Adding a new property test

  1. Add your test to the appropriate file in tests/proptest/:

    • SPARQL translator invariants → sparql_roundtrip.rs
    • Dictionary encoder invariants → dictionary.rs
    • JSON-LD framing invariants → jsonld_framing.rs
    • New domain → create tests/proptest/<domain>.rs and add mod <domain>; to tests/proptest_suite.rs
  2. Use proptest! macros for property tests; regular #[test] for deterministic fixtures.

  3. Run the suite with PROPTEST_CASES=10000 to verify 10,000 cases pass.

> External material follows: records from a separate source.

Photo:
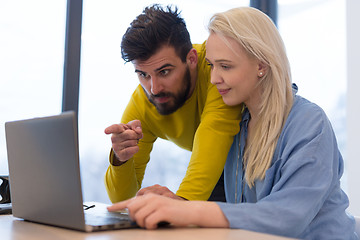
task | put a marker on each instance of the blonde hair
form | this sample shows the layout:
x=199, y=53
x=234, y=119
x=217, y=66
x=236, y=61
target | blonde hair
x=258, y=35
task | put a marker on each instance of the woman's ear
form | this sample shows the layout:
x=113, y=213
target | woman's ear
x=262, y=69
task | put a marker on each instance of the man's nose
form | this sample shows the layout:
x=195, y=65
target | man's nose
x=215, y=78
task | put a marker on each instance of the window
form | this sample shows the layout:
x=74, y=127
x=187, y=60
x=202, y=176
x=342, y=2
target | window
x=315, y=39
x=31, y=62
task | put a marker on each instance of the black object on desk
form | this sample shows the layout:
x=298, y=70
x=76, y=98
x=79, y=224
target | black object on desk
x=5, y=208
x=5, y=190
x=5, y=202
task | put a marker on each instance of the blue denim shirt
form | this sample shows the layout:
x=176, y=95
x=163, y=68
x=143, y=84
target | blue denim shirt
x=300, y=195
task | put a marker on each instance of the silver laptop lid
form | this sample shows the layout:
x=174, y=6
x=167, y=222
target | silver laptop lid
x=44, y=170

Debugging a proptest failure

When a test fails, proptest prints the minimal failing input. Reproduce it:

#![allow(unused)]
fn main() {
// Add to the failing test to fix the seed:
ProptestConfig::with_cases(1).with_proptest_rng(seed)
}

Fuzz Testing (v0.46.0)

pg_ripple uses cargo-fuzz to test the federation result decoder against arbitrary byte sequences.

Running the fuzz target

# Install cargo-fuzz
cargo install cargo-fuzz

# Run for 10 minutes
cargo fuzz run federation_result -- -max_total_time=600

# Run indefinitely
cargo fuzz run federation_result

# Minimise a crashing corpus entry
cargo fuzz tmin federation_result artifacts/federation_result/crash-<hash>

Adding a new fuzz target

  1. Create fuzz/fuzz_targets/<target_name>.rs with the fuzz target function.
  2. Add a [[bin]] entry to fuzz/Cargo.toml.
  3. Add the target to the fuzz-<target_name> CI job in .github/workflows/ci.yml.

Fuzz target contract

Every fuzz target must:

  • Use #![no_main] and libfuzzer_sys::fuzz_target!
  • Never panic regardless of input (panics are treated as fuzz failures)
  • Return Err(...) for invalid input, never crash

Reporting Issues

When filing a bug report, please include:

  • pg_ripple version: SELECT pg_ripple.canary(); and the output of \dx pg_ripple
  • PostgreSQL version: SELECT version();
  • Minimal reproducer: the smallest SQL script that triggers the issue
  • Full error output: use \errverbose in psql for detailed error context
  • Platform: OS and architecture

Security issues

If you discover a security vulnerability, please report it privately via GitHub Security Advisories rather than opening a public issue.